Compare the generalization error of the models. In this case, the generalization error is the out-of-sample mean-squared error.
mseLin = kfoldLoss(MdlLin)
mseLin = 17.4417
mseGau = kfoldLoss(MdlGau)
mseGau = 16.7355
The SVM regression model using the Gaussian kernel performs better than the one using the linear kernel.
Create a model suitable for making predictions by passing the entire data set tofitrsvm
, and specify all name-value pair arguments that yielded the better-performing model. However, do not specify any cross-validation options.

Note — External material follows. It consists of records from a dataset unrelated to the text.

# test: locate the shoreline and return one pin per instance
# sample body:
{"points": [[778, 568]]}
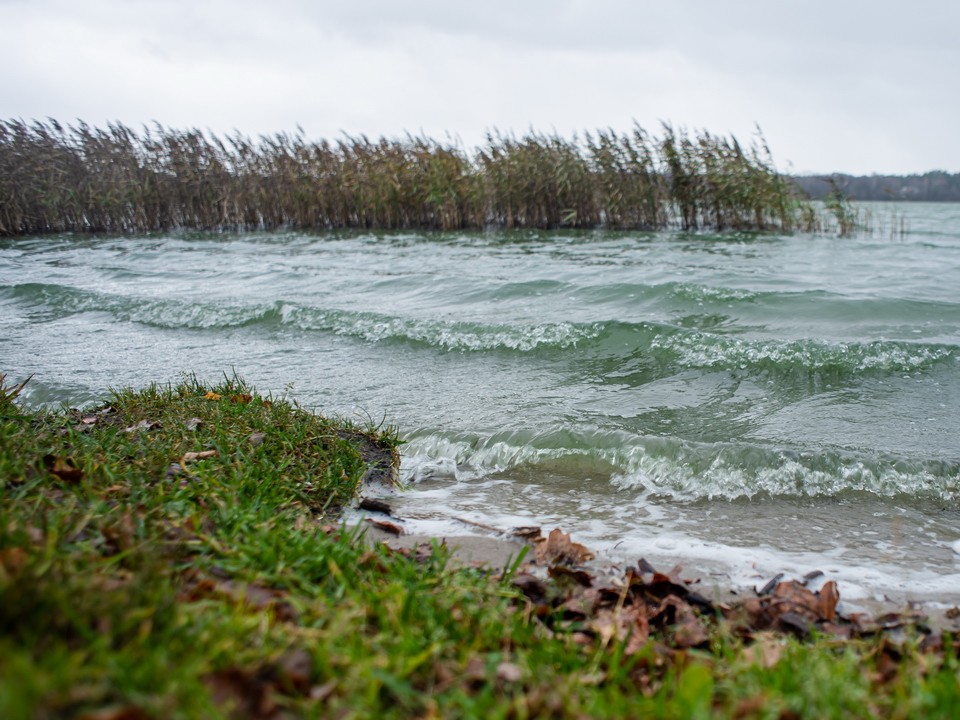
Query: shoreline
{"points": [[496, 552]]}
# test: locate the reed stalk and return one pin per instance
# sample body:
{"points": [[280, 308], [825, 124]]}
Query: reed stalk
{"points": [[56, 179]]}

MdlGau = fitrsvm(X,Y,'Standardize',true,“克恩elFunction','gaussian');
To predict the MPG of a set of cars, passMdl
and a table containing the horsepower and weight measurements of the cars topredict
.
This example shows how to optimize hyperparameters automatically usingfitrsvm
.The example uses thecarsmall
data.
Load thecarsmall
data set.
loadcarsmall
SpecifyHorsepower
andWeight
as the predictor variables (X
) andMPG
as the response variable (Y
).
X =(马力重量);Y = MPG;
Find hyperparameters that minimize five-fold cross-validation loss by using automatic hyperparameter optimization.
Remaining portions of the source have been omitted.